06 Feb “The Greatest Horror Film (N)Ever Made” by Brandon Jordan
In spite of the name, “The Greatest Horror Film (N)Ever Made” is not the greatest horror film ever made but, on the other hand, it is a fun and ironic metacinematographic experiment capable of offering a form of entertainment that is always varied and fascinating. Certainly director Brandon Jordan must have spent frustrating moments sitting at his desk trying to write a good horror film, but we imagine he can be satisfied with the time lost, given the result. What makes the film even more original and attractive is its continuous reference to genre archetypes, well integrated into a fresh and dynamic narrative structure.
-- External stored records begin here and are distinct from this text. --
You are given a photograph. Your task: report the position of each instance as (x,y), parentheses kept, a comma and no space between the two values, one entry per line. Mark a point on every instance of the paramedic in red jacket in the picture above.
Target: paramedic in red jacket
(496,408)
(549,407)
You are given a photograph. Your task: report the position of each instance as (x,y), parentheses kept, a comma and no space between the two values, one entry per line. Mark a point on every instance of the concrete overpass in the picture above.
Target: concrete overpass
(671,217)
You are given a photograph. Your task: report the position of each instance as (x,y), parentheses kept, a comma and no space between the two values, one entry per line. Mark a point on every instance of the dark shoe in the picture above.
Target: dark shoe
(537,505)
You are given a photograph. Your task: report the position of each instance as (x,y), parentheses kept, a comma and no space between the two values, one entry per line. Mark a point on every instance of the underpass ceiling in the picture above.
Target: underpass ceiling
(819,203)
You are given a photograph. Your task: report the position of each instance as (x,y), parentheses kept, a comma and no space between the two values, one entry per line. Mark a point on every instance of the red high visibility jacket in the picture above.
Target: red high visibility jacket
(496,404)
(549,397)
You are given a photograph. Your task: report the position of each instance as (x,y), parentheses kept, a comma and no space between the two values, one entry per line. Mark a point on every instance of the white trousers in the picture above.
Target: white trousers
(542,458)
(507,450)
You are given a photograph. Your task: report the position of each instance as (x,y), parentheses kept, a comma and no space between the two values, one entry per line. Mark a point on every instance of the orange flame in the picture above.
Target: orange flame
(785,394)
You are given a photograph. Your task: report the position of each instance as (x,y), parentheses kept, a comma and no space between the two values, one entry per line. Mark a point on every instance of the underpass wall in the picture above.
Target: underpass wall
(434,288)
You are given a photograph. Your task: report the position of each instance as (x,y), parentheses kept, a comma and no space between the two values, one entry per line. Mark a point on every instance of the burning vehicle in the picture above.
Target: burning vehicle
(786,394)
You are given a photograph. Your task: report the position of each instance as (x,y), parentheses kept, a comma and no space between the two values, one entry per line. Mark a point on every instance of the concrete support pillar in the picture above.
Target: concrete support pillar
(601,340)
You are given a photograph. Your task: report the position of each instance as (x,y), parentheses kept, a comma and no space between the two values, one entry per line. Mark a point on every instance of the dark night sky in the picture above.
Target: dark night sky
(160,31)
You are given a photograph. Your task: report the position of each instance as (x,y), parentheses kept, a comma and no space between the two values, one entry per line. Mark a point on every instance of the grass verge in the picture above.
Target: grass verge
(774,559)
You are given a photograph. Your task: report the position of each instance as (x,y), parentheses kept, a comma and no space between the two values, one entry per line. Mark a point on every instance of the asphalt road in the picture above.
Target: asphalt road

In this affectionate act of love for cinema, Jordan seems to declare his complex relationship not only with the creative process but with all those genre stereotypes, banal and attractive at the same time.
In this virtuous conflict the boundaries between reality and fiction blur and the short film finds its identity and its strength. From a technical point of view, the film suffers from some lightness, especially as regards the sound aspect, but perhaps even the defects become an integral part of the experience: it is impossible not to be fascinated by these imperfections, the same ones that made those 60s and 70s films so memorable. Who knows that someday we won’t even watch “The Greatest Horror Film Ever Made” with this affection and nostalgia.